Pavel begins at the backswing whereas you begin at the lockout.
At the end of the backswing you both show a slight torsion in the upper body from which I’m not sure if this is intended.
Pavel describes a “high pull” as part of the upswing whereas you describe a pulling movement from the hips. As a result the elbow is much higher at Pavel in the endposition of the upswing.
In the same phase (upswing) Pavel advises to lean aggressively towards the KB whereas you advise to lean back (counterbalance).
I haven’t gone more into detail on these differences but will research this in the upcoming sessions to find out what’s my opinion here.
Thank you very much for putting in so much work on this book and its former volumes as well as your daily content on Instagram and other online channels.
So this is my honest opinion about the book and what I have found out reading it for the first time (surely not the last time).
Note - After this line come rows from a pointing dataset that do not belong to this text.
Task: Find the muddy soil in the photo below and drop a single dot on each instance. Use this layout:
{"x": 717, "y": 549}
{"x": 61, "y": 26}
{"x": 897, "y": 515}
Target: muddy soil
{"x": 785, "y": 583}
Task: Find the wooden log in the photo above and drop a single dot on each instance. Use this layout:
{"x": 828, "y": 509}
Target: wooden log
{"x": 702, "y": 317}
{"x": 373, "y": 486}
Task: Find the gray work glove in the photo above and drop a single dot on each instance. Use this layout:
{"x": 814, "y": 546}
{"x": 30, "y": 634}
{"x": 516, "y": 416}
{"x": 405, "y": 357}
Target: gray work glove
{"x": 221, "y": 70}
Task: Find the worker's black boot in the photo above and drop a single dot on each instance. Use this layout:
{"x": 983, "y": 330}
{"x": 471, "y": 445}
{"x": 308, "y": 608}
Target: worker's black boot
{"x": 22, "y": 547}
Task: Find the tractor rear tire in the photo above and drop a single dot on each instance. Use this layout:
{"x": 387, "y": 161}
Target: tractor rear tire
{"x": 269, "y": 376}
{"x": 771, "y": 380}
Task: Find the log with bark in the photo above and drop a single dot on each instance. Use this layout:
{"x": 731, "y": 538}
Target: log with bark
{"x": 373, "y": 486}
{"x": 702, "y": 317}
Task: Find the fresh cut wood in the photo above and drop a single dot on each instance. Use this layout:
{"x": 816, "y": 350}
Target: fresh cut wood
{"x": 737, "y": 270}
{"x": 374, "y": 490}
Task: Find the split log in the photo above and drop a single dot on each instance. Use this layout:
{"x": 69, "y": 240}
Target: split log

I really enjoy kettlebell training and researching the different techniques and it was great fun to read Kettlebell Workouts and Challenges 3. I hope this is what you expected handing me out a copy and that you can benefit from it. Please let me know if it’s so. I keep my fingers crossed that the book sells well and pays off the serious work you put into it.
Nice review 👍. I am a huge fan of Pavel and followed the hardstyle technique for almost 20 years. What I could never do was stick to one of the programs. I’d try Enter the Kettlebell and make it a few weeks and start missing jerks. Or I’d do S&S and just get bored.
I was always peripherally aware of the kettlebell sport technique but never looked into it. When I discovered Cavemantraining on YouTube it was like a whole other world suddenly opened up. There was so much fluidity and smoothness to the technique I instantly became obsessed.
I think Hardstyle is great, particularly for people who use the kb as a “tool” or a means to an end. I look at them as part of my daily routine, but also very similar to martial arts. Always chasing the perfect technique. And I believe Cavemantraining gives so many creative options and workouts it’s impossible to get bored.